No, no, no and HELL NO. The Dachau concentration camp began receiving victims in 1933, a mere 51 days after Hitler took office. The Nuremberg Laws depriving all people with Jewish grandparents of German citizenship were put in place in 1935. By November of 1938, the country was so deeply in the grip of an evil man that the Sturmabteilung (SA) could perpetuate Kristallnacht (The Night of Broken Glass) with no fear of being restrained. He may have done good economic things but there is no justification to put him anywhere near the company of "one of the greatest national leaders of the 20th century."
Genetic manipulation is not "eugenics". Eugenics is more than that. Eugenics is the idea of improving or guiding the genome, yes, but with the caveat that the method used is justified by the results.
There's not much need to discuss why that's a bad idea.
-Kire Du'Hai
What's ironic is that Ralph is apparently posting the idea with comment as if the fact that he's willing to ask the question is proof enough. Apparently Richard's answer is obvious -- no, you cannot simply ask the question.

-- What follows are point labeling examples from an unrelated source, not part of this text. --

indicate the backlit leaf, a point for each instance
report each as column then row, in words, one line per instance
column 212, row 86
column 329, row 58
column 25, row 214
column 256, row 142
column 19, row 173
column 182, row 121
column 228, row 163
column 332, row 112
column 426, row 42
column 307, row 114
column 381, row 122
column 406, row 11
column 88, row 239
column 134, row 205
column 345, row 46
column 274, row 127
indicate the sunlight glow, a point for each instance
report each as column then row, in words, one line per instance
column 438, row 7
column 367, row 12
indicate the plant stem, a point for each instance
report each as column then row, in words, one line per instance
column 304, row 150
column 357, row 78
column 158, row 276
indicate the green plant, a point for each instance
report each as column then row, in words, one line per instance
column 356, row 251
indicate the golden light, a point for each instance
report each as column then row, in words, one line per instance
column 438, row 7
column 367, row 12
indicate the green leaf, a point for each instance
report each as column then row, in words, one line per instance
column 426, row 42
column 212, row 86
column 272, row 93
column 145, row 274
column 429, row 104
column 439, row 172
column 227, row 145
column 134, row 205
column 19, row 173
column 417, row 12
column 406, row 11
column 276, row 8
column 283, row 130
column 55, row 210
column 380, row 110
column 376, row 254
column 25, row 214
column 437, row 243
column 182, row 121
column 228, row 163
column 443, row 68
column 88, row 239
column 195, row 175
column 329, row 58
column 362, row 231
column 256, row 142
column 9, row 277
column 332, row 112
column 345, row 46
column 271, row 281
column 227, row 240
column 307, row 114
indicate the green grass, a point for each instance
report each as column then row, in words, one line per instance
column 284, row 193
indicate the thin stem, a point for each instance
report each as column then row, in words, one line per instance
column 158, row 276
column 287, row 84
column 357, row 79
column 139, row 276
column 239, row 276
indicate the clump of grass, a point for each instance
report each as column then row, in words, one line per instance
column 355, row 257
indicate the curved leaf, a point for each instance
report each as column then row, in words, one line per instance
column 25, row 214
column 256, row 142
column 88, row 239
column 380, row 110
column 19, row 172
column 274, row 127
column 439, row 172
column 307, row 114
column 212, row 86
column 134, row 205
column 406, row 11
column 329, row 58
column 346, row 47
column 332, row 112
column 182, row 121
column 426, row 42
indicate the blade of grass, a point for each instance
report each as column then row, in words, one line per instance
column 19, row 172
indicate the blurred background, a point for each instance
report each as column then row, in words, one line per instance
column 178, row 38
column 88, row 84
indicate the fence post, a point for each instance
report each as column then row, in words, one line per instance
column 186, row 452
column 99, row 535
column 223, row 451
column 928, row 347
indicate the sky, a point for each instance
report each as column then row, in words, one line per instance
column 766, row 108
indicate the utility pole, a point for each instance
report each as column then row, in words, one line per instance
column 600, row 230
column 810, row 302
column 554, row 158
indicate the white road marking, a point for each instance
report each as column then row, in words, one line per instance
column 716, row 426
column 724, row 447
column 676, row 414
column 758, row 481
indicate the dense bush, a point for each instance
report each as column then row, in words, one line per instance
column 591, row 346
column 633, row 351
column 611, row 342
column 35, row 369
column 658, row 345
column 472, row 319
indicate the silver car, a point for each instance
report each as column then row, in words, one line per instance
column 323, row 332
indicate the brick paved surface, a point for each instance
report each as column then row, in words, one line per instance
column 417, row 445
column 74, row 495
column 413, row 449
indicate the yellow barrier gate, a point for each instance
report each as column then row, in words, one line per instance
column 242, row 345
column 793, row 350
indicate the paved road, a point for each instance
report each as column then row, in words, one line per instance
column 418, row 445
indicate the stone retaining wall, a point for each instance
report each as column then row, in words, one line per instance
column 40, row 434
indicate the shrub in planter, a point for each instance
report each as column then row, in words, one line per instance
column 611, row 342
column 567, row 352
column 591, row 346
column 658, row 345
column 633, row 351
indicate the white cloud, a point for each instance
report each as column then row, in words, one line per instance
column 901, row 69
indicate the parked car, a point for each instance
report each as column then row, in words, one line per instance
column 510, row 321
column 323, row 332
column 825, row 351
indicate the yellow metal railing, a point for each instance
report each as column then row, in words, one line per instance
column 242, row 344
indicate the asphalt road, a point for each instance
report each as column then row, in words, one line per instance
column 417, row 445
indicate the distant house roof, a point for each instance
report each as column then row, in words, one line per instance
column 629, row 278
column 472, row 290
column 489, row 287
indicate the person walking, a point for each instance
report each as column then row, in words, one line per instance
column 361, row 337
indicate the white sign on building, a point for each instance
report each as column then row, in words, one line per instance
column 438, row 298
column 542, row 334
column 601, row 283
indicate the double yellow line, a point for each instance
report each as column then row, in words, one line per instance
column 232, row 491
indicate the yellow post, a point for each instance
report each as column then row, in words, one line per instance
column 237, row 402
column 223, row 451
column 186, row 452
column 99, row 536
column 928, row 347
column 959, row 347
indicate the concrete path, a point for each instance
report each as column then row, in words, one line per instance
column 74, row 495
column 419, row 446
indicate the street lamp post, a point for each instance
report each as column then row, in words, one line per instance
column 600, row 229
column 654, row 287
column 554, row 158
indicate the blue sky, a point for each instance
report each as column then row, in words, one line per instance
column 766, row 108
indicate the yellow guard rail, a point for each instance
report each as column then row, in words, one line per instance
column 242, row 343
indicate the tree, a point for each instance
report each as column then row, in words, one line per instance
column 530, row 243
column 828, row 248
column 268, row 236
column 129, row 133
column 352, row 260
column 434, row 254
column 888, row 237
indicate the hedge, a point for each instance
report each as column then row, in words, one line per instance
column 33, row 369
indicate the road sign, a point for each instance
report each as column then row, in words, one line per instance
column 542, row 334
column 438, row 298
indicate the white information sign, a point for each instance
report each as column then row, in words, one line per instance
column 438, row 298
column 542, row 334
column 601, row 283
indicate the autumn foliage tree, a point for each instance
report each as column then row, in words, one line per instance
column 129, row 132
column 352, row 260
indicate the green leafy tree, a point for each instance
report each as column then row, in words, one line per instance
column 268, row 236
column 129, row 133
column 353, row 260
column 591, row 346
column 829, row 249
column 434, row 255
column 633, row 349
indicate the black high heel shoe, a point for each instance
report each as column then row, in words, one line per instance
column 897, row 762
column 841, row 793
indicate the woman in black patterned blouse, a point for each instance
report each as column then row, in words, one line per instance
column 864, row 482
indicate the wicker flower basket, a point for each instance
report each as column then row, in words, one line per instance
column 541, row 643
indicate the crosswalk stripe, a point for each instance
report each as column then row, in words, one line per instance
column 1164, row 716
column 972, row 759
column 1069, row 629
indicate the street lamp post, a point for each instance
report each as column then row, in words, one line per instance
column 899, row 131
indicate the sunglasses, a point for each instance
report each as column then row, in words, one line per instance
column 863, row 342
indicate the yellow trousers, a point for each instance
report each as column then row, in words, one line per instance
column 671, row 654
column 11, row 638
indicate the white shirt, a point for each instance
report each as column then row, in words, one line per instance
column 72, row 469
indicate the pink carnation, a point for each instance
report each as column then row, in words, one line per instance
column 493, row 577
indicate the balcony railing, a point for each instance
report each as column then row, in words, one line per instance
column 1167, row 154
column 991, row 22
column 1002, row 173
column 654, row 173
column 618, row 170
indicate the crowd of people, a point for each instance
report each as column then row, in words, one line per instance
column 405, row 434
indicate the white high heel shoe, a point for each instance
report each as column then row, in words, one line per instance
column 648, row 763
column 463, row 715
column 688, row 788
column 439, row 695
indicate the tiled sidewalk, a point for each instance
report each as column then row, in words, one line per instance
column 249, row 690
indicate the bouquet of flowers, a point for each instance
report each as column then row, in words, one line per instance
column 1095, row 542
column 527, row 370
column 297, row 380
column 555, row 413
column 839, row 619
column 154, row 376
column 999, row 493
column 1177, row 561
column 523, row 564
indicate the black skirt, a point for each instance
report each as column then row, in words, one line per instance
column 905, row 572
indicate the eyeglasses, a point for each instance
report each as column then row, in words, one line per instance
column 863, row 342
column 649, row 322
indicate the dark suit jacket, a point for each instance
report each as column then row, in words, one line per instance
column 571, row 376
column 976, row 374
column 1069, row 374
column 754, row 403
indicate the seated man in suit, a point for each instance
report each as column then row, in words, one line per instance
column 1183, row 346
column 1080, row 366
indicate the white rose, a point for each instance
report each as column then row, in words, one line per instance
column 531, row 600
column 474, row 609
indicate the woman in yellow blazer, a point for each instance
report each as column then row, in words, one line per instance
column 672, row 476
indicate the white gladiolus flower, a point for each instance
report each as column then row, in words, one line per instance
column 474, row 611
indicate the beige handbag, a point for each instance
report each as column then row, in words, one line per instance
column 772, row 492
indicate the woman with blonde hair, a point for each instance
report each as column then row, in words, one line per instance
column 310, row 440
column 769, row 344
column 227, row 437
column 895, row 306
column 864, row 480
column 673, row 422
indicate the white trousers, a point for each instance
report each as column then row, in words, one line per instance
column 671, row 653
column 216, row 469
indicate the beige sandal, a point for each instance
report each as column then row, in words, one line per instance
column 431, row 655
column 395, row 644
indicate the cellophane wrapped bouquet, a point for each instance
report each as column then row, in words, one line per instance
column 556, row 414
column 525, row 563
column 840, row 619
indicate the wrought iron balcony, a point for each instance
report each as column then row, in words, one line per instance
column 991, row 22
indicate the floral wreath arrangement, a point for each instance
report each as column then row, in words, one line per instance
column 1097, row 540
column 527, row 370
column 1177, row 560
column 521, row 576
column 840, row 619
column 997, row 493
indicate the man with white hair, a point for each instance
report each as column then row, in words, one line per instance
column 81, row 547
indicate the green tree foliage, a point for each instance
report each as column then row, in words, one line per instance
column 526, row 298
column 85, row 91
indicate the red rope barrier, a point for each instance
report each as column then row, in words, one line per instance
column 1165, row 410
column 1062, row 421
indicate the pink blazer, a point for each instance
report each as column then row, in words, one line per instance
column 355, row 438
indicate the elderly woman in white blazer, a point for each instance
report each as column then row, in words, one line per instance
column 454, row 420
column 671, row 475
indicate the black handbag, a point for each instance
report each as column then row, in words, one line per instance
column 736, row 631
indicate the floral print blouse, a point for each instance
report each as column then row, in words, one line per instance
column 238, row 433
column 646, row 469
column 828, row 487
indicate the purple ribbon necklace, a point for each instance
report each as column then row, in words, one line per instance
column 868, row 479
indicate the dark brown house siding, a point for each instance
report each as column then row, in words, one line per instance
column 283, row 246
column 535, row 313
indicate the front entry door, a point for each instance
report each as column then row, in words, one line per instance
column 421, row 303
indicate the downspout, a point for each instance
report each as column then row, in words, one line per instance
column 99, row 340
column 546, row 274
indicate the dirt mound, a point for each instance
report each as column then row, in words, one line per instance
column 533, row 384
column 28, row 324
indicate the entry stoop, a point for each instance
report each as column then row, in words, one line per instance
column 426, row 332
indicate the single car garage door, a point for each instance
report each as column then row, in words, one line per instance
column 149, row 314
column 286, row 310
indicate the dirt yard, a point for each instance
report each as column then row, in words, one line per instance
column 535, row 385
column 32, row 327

I posted it because the man actually seems ENAMORED of the idea, and is FUSSED that we should reject as immoral what is self evidently immoral, and blames it on "Hitler Ate Sugar." Well if Hitler was famous for having all his teeth fall out, we'd be stupid to ignore it. But he's not famous for eating too much sugar. He's famous for carrying out Eugenics to their inevitable conclusion..... a fact to which Dicky Dawkins seems oblivious. Yes, we rejected Eugenics because of Hitler--- because Hitler is the goddamn test case that proved the idea MONSTROUS.
Complaining we don't debate Eugenics just because of Hitler is like complaining we don't debate the merits of setting ourselves on fire just because of Timmy "the Human Torch" Thompson who died in the burn ward.
"As the burned finger of the fool/goes wobbling back to the fire...."
Selectively breeding dogs for large size is not the same thing as killing every toy poodle for being "inferior." The former has been practiced for hundreds of years, the latter is simple animal cruelty.
What Dawkins is talking about -- the idea that we might pick out the genes from the very fastest runners to produce a child which is a fast runner -- has only the vaguest conceptual relationship to Hitler's final solution. It may be a bad idea, but surely something which is "self-evidently immoral" can be shown to be self evidently immoral without resorting to "Hitler did it."
Also... enamored? He outright says that he can think of some reasons which would persuade him its a bad idea. The only thing he's "fussed" about is that people define things as "self-evidently immoral" by association, without being willing to actually examine the idea on its own merits.
If Hitler ate sugar and his teeth rotted, that's maybe a data point. But lots of people eat sugar and manage to brush their teeth. Is it stupid to ignore the correlation? Of course not. But the correlation of two things is not the end-all and be-all of rational inquiry.
Also you loose important things when you breed for certain things, look at pure breed dogs, I would never pay money for one cause the vet bills will be crazy high.